I have 1M static rewrite rules and using this map configuration. How to determine the optimal values for map_hash_max_size and map_hash_bucket_size? I want to optimize for memory consumption. The documentation is very minimal about this.

Somebody else asked it on the Nginx forum, but without response.


I made an analysis of source code for server_names_hash_bucket_size and server_names_hash_max_size, I guess it uses the same hash as the map.

Here comes generalized copy of my answer:

  • The general recommendation would be to keep both values as small as possible.
  • If nginx complains increase max_size first as long as it complains. If the number exceeds some big number (32769 for instance), increase bucket_size to multiple of default value on your platform as long as it complains. If it does not complain anymore, decrease max_size back as long as it does not complain. Now you have the best setup for your set of keys (each set of keys may need different setup).
  • Bigger max_size means more memory consumed (once per worker or server, please comment if you know).
  • Bigger bucket_size means more CPU cycles (for every key lookup) and more transfers from main memory to cache.
  • max_size is not related to number of keys directly, if number of keys doubles, you may need to increase max_size 10 times or even more to avoid collisions. If you cannot avoid them, you have to increase bucket_size.
  • bucket_size is said to be increased to the next power of two, from the source code I would judge it should be enough to make it multiple of default value, this should keep transfers to cache optimal.
  • Size of bucket_size depends on length of your keys. Should the average key size be 32 bytes (with hash array overhead), increasing bucket_size to 512 bytes would mean, that it can accommodate 16 keys with colliding hash key. This is not something that you want, if collision happens it searches linearly. You want to have as less collisions as possible.
  • If you have max_size less than 10000 and small bucket_size, you can come across long loading time because nginx would try to find optimal hash size in a loop.
  • If you have max_size bigger than 10000, there will be "only" 1000 loops performed before it would complain.

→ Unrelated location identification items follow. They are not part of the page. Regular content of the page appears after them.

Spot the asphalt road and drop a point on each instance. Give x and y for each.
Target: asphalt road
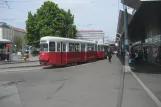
(95, 84)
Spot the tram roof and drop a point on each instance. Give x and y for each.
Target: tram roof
(52, 38)
(5, 41)
(103, 44)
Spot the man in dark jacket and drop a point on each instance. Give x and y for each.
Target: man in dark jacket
(109, 55)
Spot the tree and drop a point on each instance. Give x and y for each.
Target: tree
(17, 40)
(49, 20)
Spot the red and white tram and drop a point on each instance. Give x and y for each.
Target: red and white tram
(58, 50)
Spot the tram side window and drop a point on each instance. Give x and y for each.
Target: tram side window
(64, 47)
(82, 48)
(58, 47)
(71, 47)
(98, 48)
(92, 48)
(52, 46)
(44, 47)
(76, 47)
(89, 48)
(95, 47)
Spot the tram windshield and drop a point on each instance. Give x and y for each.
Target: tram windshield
(43, 47)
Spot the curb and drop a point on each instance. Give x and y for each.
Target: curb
(21, 66)
(14, 62)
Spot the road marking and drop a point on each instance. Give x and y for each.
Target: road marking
(155, 99)
(18, 70)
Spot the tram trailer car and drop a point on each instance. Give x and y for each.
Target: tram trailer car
(58, 50)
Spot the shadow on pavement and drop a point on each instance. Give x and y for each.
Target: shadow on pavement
(142, 66)
(68, 65)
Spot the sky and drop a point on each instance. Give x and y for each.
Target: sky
(89, 14)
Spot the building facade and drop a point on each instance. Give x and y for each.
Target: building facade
(144, 30)
(8, 32)
(92, 35)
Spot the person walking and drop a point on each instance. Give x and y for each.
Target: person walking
(109, 55)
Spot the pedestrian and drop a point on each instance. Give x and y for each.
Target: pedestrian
(109, 55)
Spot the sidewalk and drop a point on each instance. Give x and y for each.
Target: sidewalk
(19, 65)
(18, 59)
(150, 75)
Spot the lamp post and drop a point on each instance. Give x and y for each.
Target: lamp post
(126, 42)
(15, 49)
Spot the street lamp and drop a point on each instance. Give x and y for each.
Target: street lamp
(15, 49)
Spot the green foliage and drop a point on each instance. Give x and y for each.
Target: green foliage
(17, 40)
(49, 20)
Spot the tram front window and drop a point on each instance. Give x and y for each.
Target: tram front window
(44, 47)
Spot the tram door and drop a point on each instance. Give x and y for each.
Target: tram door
(82, 52)
(59, 53)
(63, 53)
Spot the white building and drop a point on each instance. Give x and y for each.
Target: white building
(8, 32)
(93, 35)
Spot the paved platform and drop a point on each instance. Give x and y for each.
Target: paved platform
(95, 84)
(19, 65)
(150, 74)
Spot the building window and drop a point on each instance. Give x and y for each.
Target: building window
(58, 47)
(76, 47)
(64, 47)
(90, 47)
(52, 46)
(83, 48)
(71, 47)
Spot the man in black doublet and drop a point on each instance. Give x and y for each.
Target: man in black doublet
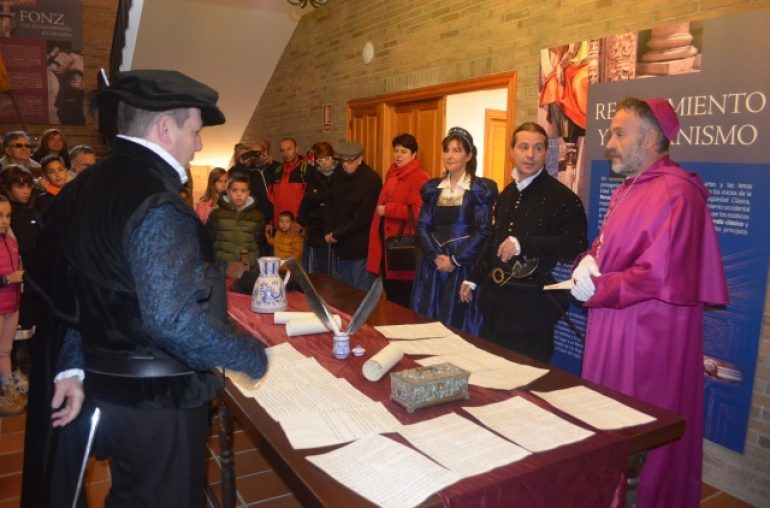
(137, 315)
(538, 222)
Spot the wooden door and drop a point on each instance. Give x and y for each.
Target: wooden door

The nginx documentation on the hash and bucket size is horribly vague. Are those numbers expressed in bytes? Entries?

I have a 128,592-byte map file with 1351 entries. The minimum values that worked for this case are:

map_hash_bucket_size 128;
map_hash_max_size 45948;

I don't know what the relationship between these numbers is. I arrived at them by increasing the bucket size to 128, then doing a binary search for the max size.